Aucune organisation de la pseudo-gauche en Écosse ne mène une lutte active contre la guerre. Au lieu de cela, elle se fait le champion de la division nationale du système capitaliste mondial, qui est la cause première de la guerre. L’appel « Travailleurs du monde entier, unissez-vous ! » est remplacé par « Travailleurs, divisez-vous selon votre nation ! »

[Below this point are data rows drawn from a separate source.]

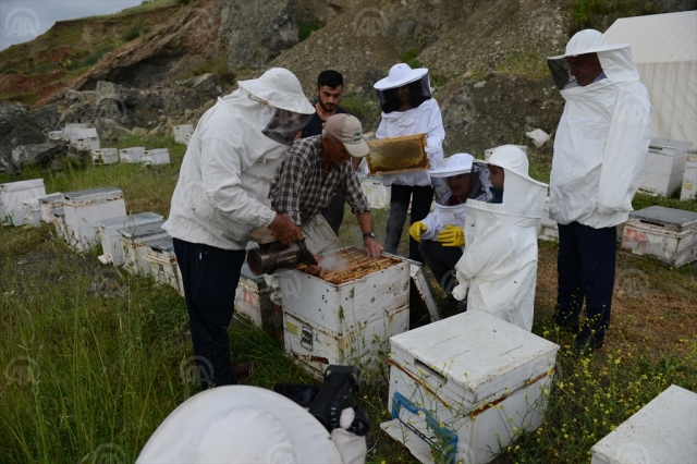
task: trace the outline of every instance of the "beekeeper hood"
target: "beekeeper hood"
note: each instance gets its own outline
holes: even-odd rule
[[[571,75],[571,66],[567,58],[580,54],[596,53],[602,74],[594,83],[579,86]],[[564,54],[547,59],[554,82],[561,90],[592,90],[610,85],[626,85],[639,80],[639,72],[632,61],[632,50],[628,44],[608,45],[606,37],[595,29],[585,29],[576,33],[568,44]],[[580,87],[580,88],[579,88]]]
[[[198,393],[155,430],[137,464],[342,463],[322,425],[269,390],[218,387]]]
[[[295,135],[315,113],[297,77],[283,68],[272,68],[255,80],[240,81],[239,86],[233,95],[244,94],[249,101],[235,101],[235,110],[257,122],[264,135],[280,144],[293,145]],[[225,99],[221,101],[224,103]]]

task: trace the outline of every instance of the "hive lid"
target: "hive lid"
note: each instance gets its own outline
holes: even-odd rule
[[[672,225],[681,230],[697,225],[697,212],[665,208],[663,206],[650,206],[638,211],[632,211],[629,212],[629,218],[659,227]]]
[[[390,345],[393,361],[403,369],[469,405],[543,377],[553,369],[559,350],[476,309],[394,335]]]
[[[44,186],[44,179],[32,179],[29,181],[8,182],[0,184],[0,192],[19,192],[27,188],[39,188]]]
[[[123,198],[123,191],[117,187],[90,188],[63,194],[63,200],[73,205],[107,202],[117,198]]]

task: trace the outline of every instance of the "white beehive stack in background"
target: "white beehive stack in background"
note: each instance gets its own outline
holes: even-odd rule
[[[669,387],[597,442],[590,464],[697,463],[697,394]]]
[[[102,219],[126,216],[123,191],[115,187],[91,188],[63,194],[68,244],[87,252],[99,243]]]
[[[100,148],[98,150],[91,150],[91,163],[95,166],[114,164],[117,162],[119,162],[118,148]]]
[[[147,253],[145,255],[145,260],[150,266],[150,273],[155,278],[155,281],[163,285],[170,285],[176,290],[180,295],[184,296],[182,272],[180,271],[179,264],[176,262],[172,237],[166,236],[163,239],[147,242],[146,248]]]
[[[139,212],[137,215],[99,220],[97,224],[99,227],[101,251],[103,252],[103,255],[98,257],[99,260],[105,265],[114,264],[115,266],[121,266],[123,264],[123,249],[119,230],[161,221],[162,217],[155,212]]]
[[[330,364],[357,365],[369,378],[389,338],[408,330],[409,264],[387,259],[389,267],[342,283],[299,270],[281,273],[285,351],[308,373],[321,378]]]
[[[50,195],[40,196],[37,199],[39,202],[39,207],[41,208],[41,220],[52,224],[56,219],[53,210],[63,207],[63,194],[56,192]]]
[[[156,148],[151,150],[145,150],[140,161],[144,166],[152,164],[169,164],[170,151],[167,148]]]
[[[697,199],[697,150],[687,151],[685,159],[685,174],[683,175],[683,188],[680,199]]]
[[[164,239],[169,234],[162,229],[164,221],[145,225],[119,229],[121,248],[123,249],[123,267],[133,276],[149,276],[150,265],[145,259],[149,247],[146,242]]]
[[[30,198],[46,196],[44,187],[44,179],[32,179],[29,181],[8,182],[0,184],[0,197],[4,215],[0,218],[0,222],[10,225],[24,225],[24,210],[22,202]]]
[[[629,212],[622,247],[678,267],[697,259],[697,212],[651,206]]]
[[[381,428],[423,463],[488,463],[542,424],[558,350],[480,310],[392,337]]]
[[[144,152],[145,147],[121,148],[119,150],[119,158],[121,162],[138,164],[142,161]]]
[[[692,142],[651,138],[641,168],[639,192],[670,197],[680,187]]]
[[[180,144],[188,145],[188,138],[186,138],[186,136],[188,135],[191,137],[191,135],[193,133],[194,133],[194,125],[193,124],[175,125],[174,126],[174,141],[180,143]]]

Si une Écosse indépendante devait voir le jour, il s’agirait d’une puissance impérialiste mineure, lourdement militarisée et pro-OTAN. Dirigée par une petite clique de financiers et de politiciens nationalistes, elle serait enfermée dans une concurrence brutale avec des rivaux bien plus importants pour les profits et les investissements, en continuant à éviscérer le niveau de vie des travailleurs. Rien de ce que propose la pseudo-gauche n’atténue cela le moins du monde ou n’a à voir avec le socialisme.

Le renversement du capitalisme en Grande-Bretagne exige la mobilisation politique de l’ensemble de la classe ouvrière pour démanteler toutes les institutions étatiques de la domination capitaliste — la police, l’armée, le système judiciaire, les services de renseignement et l’ancienne pacotille de la monarchie, l’église et tous leurs oripeaux — et non leur préservation sous le Saltire plutôt que sous l’Union Jack. Un tel mouvement ne peut être conçu en dehors d’un mouvement puissant et intégré de la classe ouvrière européenne et internationale, qui cherche à réorganiser la vie économique pour répondre aux besoins sociaux et non au profit privé.

Les questions qui se posent aux travailleurs écossais sont les mêmes que celles qui se posent aux travailleurs britanniques et du monde entier. Face à l’effondrement du niveau de vie, à la guerre, au désastre climatique et aux assauts quotidiens contre les droits démocratiques, aucune solution ne peut être trouvée en réformant le système de l’État-nation. Lutter pour leurs intérêts indépendants signifie que les travailleurs rejettent toutes les formes de nationalisme, y compris ses variantes britannique et écossaise, et qu’ils forgent un mouvement politique pour les États socialistes unis d’Europe et l’établissement du socialisme dans le monde entier.